Engineering Learnings

1. Recommendation Without User History

Content-based filtering eliminates cold-start problem
Trade-off: No personalization or collaborative signals

2. Sparse Vector Spaces

5,000-dimensional vectors with ~95% zeros
Cosine similarity handles sparsity naturally (dot product ignores zero dimensions)

3. CountVectorizer vs. TF-IDF

CountVectorizer: Better for short, feature-rich metadata
TF-IDF: Better for long documents with varying term importance
Chose CountVectorizer for interpretability and domain fit

4. Precomputation Strategy

Offline computation of similarity matrix trades memory for speed
Critical for real-time user experience (<100ms latency)

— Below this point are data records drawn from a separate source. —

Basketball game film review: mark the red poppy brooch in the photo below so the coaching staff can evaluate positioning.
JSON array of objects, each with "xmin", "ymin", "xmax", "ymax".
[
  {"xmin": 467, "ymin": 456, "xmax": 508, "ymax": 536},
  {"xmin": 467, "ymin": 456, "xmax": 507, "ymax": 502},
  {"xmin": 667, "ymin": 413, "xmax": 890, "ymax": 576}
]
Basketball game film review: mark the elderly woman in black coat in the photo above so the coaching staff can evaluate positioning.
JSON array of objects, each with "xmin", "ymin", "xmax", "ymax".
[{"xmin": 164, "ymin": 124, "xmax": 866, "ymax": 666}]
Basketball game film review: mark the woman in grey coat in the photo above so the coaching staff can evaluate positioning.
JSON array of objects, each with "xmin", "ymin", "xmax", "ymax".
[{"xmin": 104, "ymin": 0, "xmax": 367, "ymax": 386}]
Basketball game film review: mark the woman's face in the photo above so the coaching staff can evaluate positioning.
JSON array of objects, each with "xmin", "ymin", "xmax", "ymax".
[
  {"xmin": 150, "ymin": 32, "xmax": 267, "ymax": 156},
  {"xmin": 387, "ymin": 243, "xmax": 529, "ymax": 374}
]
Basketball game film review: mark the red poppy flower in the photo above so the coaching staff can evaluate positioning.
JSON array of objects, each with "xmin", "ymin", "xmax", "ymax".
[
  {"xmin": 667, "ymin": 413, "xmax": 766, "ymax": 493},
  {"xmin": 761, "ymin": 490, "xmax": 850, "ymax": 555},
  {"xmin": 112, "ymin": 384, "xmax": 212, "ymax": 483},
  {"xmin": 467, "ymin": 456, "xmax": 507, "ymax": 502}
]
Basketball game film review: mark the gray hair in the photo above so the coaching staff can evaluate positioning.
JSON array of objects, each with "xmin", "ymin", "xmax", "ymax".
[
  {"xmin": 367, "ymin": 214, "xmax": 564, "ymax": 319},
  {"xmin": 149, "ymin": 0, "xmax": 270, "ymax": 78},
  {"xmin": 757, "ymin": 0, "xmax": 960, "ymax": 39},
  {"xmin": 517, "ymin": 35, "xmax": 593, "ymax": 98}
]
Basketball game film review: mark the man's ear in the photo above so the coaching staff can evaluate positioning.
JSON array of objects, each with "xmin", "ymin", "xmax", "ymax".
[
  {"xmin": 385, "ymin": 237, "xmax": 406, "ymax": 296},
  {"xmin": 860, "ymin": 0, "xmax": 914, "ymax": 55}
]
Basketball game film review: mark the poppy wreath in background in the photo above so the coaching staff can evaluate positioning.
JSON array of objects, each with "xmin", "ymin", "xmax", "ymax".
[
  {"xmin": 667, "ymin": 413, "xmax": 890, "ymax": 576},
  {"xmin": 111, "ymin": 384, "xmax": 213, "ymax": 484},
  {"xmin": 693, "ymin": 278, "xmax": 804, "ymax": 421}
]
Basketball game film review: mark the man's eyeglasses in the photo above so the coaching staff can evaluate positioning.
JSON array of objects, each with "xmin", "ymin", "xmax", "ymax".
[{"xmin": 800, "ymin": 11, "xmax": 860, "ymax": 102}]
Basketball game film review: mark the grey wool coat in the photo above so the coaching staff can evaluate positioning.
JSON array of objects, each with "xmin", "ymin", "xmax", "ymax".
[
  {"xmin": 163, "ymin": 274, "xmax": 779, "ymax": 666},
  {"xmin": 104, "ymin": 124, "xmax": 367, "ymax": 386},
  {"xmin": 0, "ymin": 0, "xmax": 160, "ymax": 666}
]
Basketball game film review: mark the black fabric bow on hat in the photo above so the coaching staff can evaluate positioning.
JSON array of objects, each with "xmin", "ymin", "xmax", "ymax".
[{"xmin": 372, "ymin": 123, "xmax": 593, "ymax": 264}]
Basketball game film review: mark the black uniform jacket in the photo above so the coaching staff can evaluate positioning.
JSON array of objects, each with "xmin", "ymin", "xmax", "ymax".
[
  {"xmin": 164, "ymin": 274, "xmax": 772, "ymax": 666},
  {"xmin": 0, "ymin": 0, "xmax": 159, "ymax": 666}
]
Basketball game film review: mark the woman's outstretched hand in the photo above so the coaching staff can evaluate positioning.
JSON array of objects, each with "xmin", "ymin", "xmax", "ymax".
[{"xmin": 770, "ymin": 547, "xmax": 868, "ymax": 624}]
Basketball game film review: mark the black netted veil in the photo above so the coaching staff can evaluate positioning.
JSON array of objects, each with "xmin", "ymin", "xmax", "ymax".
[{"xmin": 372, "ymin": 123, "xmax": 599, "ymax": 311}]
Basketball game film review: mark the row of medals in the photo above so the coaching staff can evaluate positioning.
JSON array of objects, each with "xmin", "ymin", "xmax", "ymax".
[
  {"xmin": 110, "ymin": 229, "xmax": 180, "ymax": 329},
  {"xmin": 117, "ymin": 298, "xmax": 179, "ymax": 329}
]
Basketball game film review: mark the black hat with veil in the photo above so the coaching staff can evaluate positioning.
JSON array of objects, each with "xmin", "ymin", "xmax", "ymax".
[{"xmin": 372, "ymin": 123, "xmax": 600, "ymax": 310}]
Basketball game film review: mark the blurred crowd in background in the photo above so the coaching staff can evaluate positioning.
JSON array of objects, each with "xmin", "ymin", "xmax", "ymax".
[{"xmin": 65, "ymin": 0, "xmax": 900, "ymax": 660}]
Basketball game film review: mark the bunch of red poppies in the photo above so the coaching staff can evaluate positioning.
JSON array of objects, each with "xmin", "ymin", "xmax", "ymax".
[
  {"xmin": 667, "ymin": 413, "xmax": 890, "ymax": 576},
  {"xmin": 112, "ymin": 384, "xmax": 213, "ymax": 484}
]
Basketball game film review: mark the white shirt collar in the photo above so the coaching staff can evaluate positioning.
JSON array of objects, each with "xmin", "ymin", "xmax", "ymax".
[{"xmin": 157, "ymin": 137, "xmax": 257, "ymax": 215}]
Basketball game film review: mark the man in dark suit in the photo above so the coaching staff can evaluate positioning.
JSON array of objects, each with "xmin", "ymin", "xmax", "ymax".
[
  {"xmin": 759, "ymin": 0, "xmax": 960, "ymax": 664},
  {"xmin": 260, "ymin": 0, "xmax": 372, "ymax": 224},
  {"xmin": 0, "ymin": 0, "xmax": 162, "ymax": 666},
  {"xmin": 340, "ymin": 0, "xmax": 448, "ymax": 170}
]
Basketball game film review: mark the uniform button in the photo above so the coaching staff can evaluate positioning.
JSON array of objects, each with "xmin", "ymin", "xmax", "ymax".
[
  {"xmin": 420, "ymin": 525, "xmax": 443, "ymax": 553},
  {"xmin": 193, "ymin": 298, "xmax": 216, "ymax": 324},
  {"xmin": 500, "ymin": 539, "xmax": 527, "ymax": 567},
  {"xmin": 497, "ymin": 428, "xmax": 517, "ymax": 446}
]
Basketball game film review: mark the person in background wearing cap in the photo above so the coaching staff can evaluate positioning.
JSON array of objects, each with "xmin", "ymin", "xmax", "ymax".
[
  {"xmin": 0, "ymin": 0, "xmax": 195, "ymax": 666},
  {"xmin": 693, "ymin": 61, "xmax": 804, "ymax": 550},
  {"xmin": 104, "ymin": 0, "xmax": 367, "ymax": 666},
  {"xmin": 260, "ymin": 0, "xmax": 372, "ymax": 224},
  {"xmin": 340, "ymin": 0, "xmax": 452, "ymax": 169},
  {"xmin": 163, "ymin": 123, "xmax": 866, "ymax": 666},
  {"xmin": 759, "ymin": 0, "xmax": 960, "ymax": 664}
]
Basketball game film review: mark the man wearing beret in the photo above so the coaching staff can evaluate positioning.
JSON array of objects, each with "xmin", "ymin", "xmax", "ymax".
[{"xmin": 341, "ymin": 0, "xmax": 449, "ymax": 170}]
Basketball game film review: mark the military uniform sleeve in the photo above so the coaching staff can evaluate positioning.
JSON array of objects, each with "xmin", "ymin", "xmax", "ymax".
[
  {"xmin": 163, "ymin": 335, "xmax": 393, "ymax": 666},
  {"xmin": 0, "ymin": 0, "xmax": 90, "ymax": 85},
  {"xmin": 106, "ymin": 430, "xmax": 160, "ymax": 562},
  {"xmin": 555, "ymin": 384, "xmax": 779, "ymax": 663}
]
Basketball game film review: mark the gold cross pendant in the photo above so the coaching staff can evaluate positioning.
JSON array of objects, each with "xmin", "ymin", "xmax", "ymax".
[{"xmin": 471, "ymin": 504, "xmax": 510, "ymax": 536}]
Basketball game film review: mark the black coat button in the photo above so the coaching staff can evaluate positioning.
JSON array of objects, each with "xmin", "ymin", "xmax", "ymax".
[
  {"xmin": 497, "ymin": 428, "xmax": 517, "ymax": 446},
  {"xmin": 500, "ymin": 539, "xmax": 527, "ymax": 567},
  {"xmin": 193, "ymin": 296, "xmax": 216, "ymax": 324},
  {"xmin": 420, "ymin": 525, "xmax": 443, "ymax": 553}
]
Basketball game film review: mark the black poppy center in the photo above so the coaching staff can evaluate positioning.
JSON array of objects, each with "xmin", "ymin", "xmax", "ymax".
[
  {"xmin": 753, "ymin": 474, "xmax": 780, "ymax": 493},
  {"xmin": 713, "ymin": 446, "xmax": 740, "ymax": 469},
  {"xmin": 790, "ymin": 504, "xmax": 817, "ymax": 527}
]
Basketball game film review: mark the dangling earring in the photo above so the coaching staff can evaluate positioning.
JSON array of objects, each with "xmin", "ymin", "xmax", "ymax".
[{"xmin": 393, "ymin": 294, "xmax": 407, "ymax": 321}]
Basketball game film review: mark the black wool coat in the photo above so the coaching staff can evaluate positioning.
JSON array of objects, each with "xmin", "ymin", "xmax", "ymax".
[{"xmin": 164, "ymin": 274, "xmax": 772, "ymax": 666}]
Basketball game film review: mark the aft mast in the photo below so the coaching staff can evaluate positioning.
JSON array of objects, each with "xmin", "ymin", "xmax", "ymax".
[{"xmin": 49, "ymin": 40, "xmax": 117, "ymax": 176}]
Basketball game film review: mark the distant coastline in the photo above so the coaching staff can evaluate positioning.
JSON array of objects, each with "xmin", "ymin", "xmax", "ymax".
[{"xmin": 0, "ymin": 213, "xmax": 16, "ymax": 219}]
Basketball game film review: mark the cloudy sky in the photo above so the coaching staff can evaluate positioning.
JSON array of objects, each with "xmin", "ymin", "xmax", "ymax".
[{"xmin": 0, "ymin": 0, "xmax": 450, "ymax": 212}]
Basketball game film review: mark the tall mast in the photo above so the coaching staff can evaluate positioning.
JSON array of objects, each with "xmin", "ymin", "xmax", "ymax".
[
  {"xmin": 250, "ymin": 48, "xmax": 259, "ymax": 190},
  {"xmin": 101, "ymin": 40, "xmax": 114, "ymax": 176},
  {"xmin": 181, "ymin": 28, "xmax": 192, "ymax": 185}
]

5. Avoiding Popularity Bias

Content-based approach treats all movies equally
No "rich get richer" effect from collaborative filtering

6. Feature Engineering Matters

Removing spaces from names: "ChristopherNolan" vs. "Christopher" + "Nolan"
Limiting cast to top 3 prevents vector dilution
Genre as atomic token (not split into words)

Limitations

1. No Personalization

Recommendations are identical for all users
Cannot adapt to individual preferences over time

2. No Learning from Feedback

System is static after training
Cannot improve from user interactions (clicks, ratings)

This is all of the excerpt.